Arm A received 400 IU of oral vitamin D2 daily (n = 32). Arm B received 1000 IU daily in the summer/fall and 2000 IU in the winter/spring (n = 31).
The main outcome was the probability of maintaining 25OHD of 32 ng/mL or greater in all trimonthly visits for 12 months.
Three participants in arm A (9.4%) and three in arm B (9.7%) achieved the primary outcome (P = .97). The incidence of adverse events, all minor, did not differ. More participants in arm A developed C-reactive protein level of 1 mg/dL or greater (31% vs 10%, P = .04) and IL-6 greater than 3 pg/mL (54% vs 27%, P = .05).
Daily oral vitamin D2 doses up to 2000 IU were inadequate to maintain optimal 25OHD but were well tolerated. The finding of lower incidence of elevated inflammatory markers and cytokines among participants receiving higher vitamin D2 doses merits further study.

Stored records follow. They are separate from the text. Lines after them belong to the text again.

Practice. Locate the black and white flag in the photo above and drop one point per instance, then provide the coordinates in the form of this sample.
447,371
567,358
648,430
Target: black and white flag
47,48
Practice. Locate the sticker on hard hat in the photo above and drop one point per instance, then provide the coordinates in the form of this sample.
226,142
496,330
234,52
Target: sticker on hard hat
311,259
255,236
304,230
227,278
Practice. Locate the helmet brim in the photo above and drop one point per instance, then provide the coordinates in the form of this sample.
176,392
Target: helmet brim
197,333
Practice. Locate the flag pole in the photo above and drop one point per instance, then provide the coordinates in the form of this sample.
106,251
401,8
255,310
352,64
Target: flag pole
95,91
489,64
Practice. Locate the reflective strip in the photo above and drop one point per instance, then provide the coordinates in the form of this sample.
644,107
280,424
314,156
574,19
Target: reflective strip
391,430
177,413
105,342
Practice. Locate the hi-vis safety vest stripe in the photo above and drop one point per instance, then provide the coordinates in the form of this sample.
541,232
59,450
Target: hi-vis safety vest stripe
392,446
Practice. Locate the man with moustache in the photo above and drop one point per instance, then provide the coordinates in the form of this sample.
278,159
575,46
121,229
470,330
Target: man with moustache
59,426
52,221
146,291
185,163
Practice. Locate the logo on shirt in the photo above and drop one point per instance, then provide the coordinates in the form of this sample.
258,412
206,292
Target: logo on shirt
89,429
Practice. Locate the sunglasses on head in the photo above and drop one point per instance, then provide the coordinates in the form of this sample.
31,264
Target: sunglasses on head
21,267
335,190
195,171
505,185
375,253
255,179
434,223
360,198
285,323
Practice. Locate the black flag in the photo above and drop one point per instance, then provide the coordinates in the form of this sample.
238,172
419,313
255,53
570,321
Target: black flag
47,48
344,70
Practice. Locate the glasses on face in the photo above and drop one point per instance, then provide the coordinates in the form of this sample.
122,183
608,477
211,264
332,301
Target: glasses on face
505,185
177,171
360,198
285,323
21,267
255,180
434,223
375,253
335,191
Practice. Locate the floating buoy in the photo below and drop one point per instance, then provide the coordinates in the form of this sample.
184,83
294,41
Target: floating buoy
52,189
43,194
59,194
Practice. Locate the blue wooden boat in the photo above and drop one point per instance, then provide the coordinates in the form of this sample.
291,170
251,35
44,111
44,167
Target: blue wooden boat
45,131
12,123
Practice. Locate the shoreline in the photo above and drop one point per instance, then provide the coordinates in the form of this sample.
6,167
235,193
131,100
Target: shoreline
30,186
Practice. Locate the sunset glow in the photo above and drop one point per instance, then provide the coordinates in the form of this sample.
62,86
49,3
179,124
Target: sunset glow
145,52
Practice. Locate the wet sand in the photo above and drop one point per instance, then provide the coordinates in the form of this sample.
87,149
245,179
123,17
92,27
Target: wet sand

维生素D可促进骨骼健康并调节免疫系统,这对患有炎症性肠病(IBD)的儿科患者来说都是重要的作用。维持最佳血清25-羟基维生素D浓度(25OHD≥32 ng/mL)所需的补充剂量尚不清楚。
本研究的目的是比较两种补充方案在维持IBD患儿最佳25OHD水平方面的疗效和安全性。
这是一项随机、非盲法对照试验。
该试验在波士顿儿童医院临床与转化研究单元进行。
招募了63名年龄在8至18岁之间、患有IBD且基线25OHD大于20 ng/mL的患者;48名完成了研究,1名因不良事件退出。
A组每天口服400 IU维生素D2(n = 32)。B组在夏季/秋季每天服用1000 IU,冬季/春季每天服用2000 IU(n = 31)。
主要结局是在12个月的所有季度访视中维持25OHD水平在32 ng/mL或更高的概率。
A组有3名参与者(9.4%),B组有3名参与者(9.7%)达到了主要结局(P = 0.97)。不良事件的发生率均较低,无差异。A组有更多参与者的C反应蛋白水平达到或高于1 mg/dL(31%对10%,P = 0.04),白细胞介素-6水平高于3 pg/mL(54%对27%,P = 0.05)。
每日口服高达2000 IU的维生素D2不足以维持最佳25OHD水平,但耐受性良好。在接受较高剂量维生素D2的参与者中炎症标志物和细胞因子升高的发生率较低这一发现值得进一步研究。